High-efficiency photochemical hole burning for an infrared color center

Abstract

The photochemical hole-burning properties of the 8892-Å zero-phonon-line defect absorption in electron-irradiated NaF:${\mathrm{OH}}^{\mathrm{-}}$ and NaF:${\mathrm{Mn}}^{2+}$ at liquid-helium temperatures are described and analyzed. This system is the first reported example of high-efficiency (${10}^{\mathrm{-}2}$) hole burning for a color center in alkali halides. Although the width of the inhomogeneously broadened line increases linearly as the ${\mathrm{OH}}^{\mathrm{-}}$ concentration is varied by a factor of 25, the hole width extrapolated to zero burning power remains essentially constant at 1.65±0.15 GHz over the same range.

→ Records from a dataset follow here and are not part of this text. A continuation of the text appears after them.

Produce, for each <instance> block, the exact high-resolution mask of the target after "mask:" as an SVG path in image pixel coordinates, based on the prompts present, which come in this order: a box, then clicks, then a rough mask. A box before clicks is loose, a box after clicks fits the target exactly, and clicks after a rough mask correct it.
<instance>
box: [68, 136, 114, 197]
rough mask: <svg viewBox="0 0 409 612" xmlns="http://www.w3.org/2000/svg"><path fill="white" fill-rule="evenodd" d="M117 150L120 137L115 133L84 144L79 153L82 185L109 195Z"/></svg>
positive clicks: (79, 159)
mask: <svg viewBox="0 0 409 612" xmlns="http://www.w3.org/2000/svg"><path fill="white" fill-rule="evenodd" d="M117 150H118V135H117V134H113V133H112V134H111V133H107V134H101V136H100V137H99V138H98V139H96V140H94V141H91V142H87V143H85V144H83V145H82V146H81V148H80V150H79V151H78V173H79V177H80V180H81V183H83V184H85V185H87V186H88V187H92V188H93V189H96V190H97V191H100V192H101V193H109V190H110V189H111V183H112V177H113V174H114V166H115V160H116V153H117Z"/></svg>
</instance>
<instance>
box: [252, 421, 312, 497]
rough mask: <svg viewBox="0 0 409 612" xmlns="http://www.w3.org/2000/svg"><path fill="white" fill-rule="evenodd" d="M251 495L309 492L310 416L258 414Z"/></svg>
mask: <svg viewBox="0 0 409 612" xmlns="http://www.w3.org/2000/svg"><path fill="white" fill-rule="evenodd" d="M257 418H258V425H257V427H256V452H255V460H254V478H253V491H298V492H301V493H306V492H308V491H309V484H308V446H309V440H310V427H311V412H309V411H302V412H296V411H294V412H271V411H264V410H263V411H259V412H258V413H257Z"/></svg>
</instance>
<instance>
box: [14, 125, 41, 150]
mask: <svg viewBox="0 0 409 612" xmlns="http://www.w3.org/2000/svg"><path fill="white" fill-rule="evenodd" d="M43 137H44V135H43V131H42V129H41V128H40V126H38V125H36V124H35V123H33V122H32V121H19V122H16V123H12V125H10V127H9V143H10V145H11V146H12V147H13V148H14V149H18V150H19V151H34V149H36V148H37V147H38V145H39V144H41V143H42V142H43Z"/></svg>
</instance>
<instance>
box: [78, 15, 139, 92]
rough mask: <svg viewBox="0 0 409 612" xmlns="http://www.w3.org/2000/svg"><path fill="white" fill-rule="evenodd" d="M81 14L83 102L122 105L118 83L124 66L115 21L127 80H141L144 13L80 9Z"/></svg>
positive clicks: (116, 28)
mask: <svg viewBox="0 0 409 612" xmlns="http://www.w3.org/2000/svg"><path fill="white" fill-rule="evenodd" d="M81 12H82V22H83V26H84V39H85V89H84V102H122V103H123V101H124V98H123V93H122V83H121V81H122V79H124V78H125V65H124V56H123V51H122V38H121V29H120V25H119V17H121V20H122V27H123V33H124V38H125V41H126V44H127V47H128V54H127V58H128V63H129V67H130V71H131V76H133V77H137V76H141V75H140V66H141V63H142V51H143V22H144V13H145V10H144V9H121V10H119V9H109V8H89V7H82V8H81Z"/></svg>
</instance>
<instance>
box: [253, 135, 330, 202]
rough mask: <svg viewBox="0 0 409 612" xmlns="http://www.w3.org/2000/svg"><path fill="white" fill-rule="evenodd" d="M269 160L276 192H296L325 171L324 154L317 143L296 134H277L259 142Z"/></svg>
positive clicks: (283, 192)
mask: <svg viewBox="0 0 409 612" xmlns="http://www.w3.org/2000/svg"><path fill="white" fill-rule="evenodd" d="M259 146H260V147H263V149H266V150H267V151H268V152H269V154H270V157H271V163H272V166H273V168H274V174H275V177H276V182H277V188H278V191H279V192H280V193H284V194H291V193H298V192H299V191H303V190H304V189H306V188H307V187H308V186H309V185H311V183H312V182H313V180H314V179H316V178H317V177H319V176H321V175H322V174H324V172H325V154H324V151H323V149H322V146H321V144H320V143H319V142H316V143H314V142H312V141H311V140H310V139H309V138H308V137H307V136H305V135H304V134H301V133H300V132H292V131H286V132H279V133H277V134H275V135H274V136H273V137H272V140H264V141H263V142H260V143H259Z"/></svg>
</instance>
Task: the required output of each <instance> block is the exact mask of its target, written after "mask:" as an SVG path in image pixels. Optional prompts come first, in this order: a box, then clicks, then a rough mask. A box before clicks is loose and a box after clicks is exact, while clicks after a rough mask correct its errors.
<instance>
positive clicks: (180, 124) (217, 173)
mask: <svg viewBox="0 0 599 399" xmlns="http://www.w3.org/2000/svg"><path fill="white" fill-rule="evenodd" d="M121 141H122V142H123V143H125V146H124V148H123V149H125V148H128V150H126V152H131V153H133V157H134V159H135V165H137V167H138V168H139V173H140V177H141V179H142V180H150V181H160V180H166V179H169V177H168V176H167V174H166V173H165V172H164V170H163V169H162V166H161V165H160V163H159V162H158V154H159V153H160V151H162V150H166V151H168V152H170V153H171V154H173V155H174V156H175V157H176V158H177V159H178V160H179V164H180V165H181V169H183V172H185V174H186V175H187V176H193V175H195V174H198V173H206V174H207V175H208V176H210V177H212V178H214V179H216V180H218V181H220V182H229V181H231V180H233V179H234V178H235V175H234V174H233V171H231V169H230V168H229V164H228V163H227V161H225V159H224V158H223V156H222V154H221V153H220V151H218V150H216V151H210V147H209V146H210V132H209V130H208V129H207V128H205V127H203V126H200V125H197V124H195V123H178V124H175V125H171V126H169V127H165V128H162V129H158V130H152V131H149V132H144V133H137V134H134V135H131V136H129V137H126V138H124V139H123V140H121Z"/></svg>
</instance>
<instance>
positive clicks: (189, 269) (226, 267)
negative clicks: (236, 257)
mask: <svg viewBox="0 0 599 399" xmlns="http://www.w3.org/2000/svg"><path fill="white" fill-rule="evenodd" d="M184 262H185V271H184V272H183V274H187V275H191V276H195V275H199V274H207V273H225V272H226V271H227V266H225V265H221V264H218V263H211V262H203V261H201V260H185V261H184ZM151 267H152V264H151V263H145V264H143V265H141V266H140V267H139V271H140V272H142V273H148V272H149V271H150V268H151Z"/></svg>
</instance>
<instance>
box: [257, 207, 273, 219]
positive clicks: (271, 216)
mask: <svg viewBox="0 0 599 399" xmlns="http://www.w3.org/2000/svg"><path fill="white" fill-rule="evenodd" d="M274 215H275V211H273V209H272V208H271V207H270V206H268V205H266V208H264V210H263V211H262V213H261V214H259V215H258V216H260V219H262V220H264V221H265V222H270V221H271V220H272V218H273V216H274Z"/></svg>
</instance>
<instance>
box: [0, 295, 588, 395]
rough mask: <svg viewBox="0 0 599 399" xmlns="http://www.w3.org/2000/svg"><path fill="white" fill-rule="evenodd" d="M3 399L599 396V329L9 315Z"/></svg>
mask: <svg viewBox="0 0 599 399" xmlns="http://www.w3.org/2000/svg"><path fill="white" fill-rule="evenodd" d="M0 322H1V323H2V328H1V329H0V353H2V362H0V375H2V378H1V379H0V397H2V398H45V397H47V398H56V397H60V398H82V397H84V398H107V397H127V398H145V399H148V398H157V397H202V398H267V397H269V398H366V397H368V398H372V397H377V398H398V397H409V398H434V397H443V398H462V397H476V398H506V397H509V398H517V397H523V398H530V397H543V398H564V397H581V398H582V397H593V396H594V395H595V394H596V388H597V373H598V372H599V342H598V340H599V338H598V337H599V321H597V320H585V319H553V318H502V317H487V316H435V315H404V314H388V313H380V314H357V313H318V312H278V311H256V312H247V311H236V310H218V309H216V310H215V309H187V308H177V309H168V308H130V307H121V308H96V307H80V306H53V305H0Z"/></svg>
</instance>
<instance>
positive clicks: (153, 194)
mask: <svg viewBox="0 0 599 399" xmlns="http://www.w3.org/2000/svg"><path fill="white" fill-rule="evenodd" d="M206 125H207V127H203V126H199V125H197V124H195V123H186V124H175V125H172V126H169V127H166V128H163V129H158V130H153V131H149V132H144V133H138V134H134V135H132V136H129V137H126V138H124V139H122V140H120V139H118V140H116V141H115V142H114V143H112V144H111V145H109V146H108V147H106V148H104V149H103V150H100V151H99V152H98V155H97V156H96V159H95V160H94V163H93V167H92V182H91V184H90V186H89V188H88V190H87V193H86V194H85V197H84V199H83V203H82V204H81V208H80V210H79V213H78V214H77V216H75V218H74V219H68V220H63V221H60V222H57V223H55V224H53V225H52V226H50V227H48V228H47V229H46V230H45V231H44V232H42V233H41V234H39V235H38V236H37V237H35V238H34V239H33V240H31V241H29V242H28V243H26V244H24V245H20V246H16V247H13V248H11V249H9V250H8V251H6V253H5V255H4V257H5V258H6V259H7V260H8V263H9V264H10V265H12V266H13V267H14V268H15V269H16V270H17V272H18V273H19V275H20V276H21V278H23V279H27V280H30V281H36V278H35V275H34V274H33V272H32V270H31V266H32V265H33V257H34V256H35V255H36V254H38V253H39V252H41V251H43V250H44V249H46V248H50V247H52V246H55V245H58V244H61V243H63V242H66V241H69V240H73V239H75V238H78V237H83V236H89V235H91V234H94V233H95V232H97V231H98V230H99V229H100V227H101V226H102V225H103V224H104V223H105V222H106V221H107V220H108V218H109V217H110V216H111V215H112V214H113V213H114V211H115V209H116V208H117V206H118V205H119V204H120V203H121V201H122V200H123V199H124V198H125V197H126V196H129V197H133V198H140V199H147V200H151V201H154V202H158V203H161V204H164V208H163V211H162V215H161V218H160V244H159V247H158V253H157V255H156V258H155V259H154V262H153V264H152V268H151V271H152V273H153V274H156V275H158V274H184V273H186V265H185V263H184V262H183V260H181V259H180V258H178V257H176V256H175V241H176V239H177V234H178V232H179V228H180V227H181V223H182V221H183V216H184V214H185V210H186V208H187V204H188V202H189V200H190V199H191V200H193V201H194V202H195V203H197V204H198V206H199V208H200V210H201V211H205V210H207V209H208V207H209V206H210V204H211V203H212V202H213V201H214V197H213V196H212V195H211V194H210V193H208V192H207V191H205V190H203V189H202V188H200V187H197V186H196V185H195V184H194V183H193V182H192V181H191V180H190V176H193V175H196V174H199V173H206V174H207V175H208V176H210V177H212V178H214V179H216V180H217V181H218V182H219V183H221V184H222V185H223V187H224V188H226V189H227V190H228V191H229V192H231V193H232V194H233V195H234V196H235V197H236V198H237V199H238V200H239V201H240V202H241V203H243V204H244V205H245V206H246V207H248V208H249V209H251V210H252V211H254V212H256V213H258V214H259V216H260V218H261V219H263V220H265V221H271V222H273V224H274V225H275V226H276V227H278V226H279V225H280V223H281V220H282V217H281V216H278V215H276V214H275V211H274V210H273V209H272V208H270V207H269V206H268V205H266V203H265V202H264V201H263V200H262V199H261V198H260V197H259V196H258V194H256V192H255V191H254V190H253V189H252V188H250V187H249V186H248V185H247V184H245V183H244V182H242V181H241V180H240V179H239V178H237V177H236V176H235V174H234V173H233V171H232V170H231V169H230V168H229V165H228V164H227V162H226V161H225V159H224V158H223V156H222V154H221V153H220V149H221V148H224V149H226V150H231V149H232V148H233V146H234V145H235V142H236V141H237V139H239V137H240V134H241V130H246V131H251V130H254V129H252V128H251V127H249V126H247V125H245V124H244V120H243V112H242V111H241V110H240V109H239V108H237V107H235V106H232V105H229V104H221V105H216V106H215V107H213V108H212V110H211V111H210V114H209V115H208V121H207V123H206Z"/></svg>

In contrast to most other color centers, holes can be burned 100% deep in this system, which suggests the absence of strong reverse reactions. A kinetic model for hole-growth data is presented that includes the effects of the homogeneous line shape and the dependence of the density of centers and burning flux upon distance into the sample. The hole-growth dynamics follow first-order kinetics quite well over two decades in time indicating that the quantum efficiency is essentially constant for all centers. This is evidence that the hole-burning process involves electron tunneling over a well-defined single barrier.